O mesmo raciocínio vale para a reforma tributária. O que o leva a acreditar que desta vez será diferente do seu período presidencial que está se encerrando? Quando o senhor era da oposição, dizia sempre, sobre mudanças e reformas não realizadas, que faltava "vontade" política ao governo de então. Faltou vontade política ao governo Lula nesses casos ?

Não faltou vontade política. Ao contrário, essa foi uma prioridade do nosso governo. Ninguém pode esquecer que, em abril de 2003, eu fui ao Congresso Nacional com 27 governadores para levar uma proposta de reforma tributária. A parte federal foi votada, mas a estadual, ainda não. No mês passado, fizemos novo esforço para tentar a aprovação, propusemos até a concessão de 1% a mais do Fundo de Participação dos Municípios. A oposição, porém, não quis votar. Caso mude de idéia, poderemos ter a reforma tributária ainda este ano, com a redução do número de alíquotas do ICMS de 27 para 5. Se persistir a decisão de não votá-la agora, acredito que, com uma nova legislatura no Congresso Nacional e com os novos governadores, será possível aprovar essa reforma tão necessária ao Brasil.

Reeleito, pretende mudar a relação de seu governo com o MST? O governo cumprirá ou continuará a ignorar a medida provisória que proíbe a inclusão das terras invadidas no projeto de reforma agrária e exclui do programa também os invasores?

As relações do nosso governo com o MST e com todos os movimentos sociais e organizações da sociedade civil são boas, e podem melhorar ainda mais.
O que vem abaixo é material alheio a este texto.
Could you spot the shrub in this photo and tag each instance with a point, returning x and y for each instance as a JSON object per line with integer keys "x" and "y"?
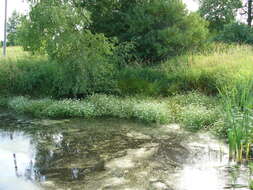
{"x": 236, "y": 33}
{"x": 142, "y": 80}
{"x": 158, "y": 28}
{"x": 94, "y": 106}
{"x": 196, "y": 111}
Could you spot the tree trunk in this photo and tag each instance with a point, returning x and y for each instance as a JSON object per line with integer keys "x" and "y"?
{"x": 249, "y": 20}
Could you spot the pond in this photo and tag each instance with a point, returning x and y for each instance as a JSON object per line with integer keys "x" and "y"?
{"x": 42, "y": 154}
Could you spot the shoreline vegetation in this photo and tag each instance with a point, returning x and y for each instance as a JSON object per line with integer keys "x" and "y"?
{"x": 192, "y": 90}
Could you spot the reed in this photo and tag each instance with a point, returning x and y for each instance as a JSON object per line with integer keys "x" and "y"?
{"x": 237, "y": 103}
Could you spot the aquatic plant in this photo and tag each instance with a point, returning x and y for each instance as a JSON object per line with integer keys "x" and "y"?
{"x": 146, "y": 110}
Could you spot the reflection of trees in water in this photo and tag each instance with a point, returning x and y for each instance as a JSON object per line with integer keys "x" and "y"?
{"x": 72, "y": 155}
{"x": 29, "y": 173}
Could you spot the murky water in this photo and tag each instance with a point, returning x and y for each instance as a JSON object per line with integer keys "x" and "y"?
{"x": 111, "y": 154}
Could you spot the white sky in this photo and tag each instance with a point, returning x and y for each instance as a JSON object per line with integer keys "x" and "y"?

Elas são sustentadas pelo diálogo constante e por negociações em que os interlocutores se respeitam, mesmo quando debatem questões divergentes. Felizmente, passou o tempo no Brasil em que as organizações sociais eram tratadas como inimigas e o Estado não lhes oferecia um diálogo democrático. (...) Entre outras instâncias de diálogo e negociação, criamos também o Fórum Nacional do Trabalho, com participação tripartite - trabalhadores, empresários e governo -, que debateu profunda e amplamente uma proposta de reforma sindical, já encaminhada ao Congresso Nacional. E decidimos, em conjunto com as centrais sindicais, o significativo aumento real do salário mínimo deste ano, processo decisório que não ocorria no País desde 1963. Quanto a essa medida provisória, herdada do governo anterior, o Incra tem seguido estritamente o que manda a lei, que teve as condições de sua aplicação reinterpretadas pelo Supremo Tribunal Federal. As eventuais controvérsias, quando não solucionadas nesses termos, têm sido encaminhadas ao Judiciário.